Surplus Resulting From A Price Floor
price controls floor

On their surface, controls look like good ways to help consumers (or suppliers, given the control); but controlling the price of a good is interference with natural economic forces. This manipulation has consequences, especially when it comes to international trade.

Examples

Let's take a look at some real-world examples. Controls on the steel industry had long-lasting effects, and current controls on pharmaceuticals are an issue today. We'll also look at how local/domestic policies impact international trade.

Steel

Price controls can have long-term and far-reaching consequences. In the 1960s, price controls were placed on U.S. steel, even though other costs in the industry kept going up. Steel was a highly-used commodity at that time in the US, and there were fears that price increases would negatively impact other sectors of the entire economy. As a result, steel companies cut costs in other areas, including technology and upgrades to plants. While this worked in the short term, the stagnation resulted in new opportunities for other steel manufacturers.

Japan rose as a steel supplier, which also resulted in U.S. steel losing massive chunks of market share. By manipulating the price and interfering with market forces, the consequence was negative (even though the intent was to avoid a negative impact!) We can only speculate as to the outcome had prices been left alone.

Pharmaceutical Products

Currently, there are numerous industrialized nations that have price controls on pharmaceuticals.
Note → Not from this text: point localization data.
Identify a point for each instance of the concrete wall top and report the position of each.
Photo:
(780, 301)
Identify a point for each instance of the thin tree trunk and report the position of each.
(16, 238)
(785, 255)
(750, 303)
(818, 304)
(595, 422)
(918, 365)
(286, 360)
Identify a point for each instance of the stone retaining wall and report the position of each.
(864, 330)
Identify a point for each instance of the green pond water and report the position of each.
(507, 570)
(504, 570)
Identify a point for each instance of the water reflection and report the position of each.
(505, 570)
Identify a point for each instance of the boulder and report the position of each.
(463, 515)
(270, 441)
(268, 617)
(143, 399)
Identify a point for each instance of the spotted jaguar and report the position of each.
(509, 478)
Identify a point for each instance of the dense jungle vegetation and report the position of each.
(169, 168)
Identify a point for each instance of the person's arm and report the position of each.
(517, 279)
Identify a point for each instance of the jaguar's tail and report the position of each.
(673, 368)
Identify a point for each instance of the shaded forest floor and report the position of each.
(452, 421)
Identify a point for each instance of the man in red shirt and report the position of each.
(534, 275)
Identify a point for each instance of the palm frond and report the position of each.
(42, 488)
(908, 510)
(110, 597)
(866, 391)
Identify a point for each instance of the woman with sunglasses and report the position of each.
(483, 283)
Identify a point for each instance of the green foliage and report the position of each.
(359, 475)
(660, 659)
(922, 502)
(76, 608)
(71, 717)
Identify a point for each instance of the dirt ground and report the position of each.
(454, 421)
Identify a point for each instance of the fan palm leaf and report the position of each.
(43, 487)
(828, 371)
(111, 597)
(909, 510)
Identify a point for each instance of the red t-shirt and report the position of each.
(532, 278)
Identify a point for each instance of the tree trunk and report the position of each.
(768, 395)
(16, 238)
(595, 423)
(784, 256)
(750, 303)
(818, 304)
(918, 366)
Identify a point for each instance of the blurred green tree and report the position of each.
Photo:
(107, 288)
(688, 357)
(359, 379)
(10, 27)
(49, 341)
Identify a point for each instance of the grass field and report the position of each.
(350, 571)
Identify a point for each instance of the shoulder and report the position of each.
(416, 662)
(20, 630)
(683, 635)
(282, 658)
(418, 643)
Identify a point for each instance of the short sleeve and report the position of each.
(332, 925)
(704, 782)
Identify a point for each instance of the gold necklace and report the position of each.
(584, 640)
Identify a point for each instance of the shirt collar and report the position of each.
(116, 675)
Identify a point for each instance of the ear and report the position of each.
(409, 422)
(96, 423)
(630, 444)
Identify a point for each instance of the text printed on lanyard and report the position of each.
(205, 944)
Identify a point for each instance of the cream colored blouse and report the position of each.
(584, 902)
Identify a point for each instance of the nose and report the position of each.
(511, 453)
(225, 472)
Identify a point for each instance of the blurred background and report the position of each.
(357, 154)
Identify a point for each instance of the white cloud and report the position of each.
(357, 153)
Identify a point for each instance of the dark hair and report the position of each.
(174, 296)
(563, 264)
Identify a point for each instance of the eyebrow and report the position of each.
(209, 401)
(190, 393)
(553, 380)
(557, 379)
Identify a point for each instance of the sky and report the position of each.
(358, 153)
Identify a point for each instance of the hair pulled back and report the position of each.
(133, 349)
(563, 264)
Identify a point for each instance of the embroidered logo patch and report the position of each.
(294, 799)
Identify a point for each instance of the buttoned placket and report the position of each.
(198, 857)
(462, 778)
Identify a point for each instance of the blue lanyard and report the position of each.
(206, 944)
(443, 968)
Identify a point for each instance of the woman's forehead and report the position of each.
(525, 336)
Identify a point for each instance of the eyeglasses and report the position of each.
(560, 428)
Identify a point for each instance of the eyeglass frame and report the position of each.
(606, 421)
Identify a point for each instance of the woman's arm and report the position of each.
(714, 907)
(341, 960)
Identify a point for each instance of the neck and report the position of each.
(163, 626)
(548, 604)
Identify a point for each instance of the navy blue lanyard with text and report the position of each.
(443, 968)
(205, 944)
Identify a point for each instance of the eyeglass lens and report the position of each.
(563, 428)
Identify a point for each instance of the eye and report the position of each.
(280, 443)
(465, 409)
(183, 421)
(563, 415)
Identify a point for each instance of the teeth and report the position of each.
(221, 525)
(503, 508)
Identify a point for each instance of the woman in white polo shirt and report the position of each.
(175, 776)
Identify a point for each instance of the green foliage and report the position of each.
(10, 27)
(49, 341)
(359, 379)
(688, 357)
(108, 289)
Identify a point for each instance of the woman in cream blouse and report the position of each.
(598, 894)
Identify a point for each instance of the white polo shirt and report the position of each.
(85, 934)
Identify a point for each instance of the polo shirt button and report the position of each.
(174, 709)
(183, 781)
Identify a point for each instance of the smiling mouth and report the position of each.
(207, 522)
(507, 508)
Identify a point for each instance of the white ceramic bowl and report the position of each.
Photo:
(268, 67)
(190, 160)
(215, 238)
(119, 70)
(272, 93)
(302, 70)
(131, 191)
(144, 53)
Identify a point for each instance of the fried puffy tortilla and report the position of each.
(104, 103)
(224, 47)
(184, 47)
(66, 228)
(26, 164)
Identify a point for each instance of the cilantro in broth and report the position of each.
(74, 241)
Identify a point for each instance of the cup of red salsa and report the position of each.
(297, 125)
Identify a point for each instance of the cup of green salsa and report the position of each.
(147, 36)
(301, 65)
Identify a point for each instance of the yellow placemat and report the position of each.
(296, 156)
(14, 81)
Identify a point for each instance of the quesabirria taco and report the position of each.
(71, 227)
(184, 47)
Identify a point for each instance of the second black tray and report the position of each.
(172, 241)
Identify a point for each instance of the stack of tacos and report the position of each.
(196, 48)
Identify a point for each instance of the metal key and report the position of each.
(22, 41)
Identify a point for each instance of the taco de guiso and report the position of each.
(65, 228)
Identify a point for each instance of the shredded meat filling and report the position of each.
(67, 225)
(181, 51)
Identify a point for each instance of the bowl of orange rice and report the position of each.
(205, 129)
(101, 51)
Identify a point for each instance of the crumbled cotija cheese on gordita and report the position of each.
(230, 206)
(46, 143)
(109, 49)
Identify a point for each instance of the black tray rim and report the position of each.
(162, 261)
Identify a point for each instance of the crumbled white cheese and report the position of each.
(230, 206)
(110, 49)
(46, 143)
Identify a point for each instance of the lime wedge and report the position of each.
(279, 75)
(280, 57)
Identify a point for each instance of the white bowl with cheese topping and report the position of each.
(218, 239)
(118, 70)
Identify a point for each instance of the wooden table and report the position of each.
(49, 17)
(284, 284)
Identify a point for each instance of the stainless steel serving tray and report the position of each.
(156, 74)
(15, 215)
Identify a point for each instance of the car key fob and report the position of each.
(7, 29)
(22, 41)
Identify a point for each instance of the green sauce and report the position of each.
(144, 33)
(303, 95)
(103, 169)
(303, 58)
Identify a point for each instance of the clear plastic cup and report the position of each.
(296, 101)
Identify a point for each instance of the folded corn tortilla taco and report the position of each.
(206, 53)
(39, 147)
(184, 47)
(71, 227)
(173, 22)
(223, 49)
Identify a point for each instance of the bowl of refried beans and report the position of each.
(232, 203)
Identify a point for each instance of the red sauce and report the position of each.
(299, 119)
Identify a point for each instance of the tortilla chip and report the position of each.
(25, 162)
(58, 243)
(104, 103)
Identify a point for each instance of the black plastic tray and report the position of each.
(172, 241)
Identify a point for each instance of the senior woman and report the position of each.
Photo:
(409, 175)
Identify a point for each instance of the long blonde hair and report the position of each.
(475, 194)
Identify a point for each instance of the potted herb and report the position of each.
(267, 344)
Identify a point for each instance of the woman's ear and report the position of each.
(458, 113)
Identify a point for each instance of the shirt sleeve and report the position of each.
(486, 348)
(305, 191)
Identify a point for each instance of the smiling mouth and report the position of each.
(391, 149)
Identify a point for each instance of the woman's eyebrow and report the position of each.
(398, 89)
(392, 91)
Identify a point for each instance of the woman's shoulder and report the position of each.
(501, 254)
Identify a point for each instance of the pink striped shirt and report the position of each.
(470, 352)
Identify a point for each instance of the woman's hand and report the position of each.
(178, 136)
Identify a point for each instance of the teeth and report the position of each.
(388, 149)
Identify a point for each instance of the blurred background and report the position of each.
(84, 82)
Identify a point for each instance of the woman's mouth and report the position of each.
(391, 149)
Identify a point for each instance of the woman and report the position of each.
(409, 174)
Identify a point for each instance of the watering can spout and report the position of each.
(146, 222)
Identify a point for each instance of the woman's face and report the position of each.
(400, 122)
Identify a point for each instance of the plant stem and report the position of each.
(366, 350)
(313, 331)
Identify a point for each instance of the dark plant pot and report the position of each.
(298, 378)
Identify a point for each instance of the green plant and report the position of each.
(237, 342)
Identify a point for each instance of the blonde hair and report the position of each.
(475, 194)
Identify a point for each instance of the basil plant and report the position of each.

This has a negative impact on trade: studies show that drug makers don't want to work on new treatments if governments are going to set limits on the price of a new drug. Yes, drugs are expensive, but a lot of money goes into research and development; if a company can't recoup those costs in sales, they may stop producing certain treatments and therapies.

The other consequence is that a type of black market forms: Consumers seek out cheaper pharmaceuticals across the border, or overseas. Assume that another country has price controls on pharmaceuticals to lower the cost to consumers and American citizens are now seeking out those drugs. Since the drugs have left United States jurisdiction and regulatory oversight, the consumer isn't guaranteed the the drug is safe. It could be the wrong dose, or even the wrong type! One of the underlying contributors to this situation is the price control.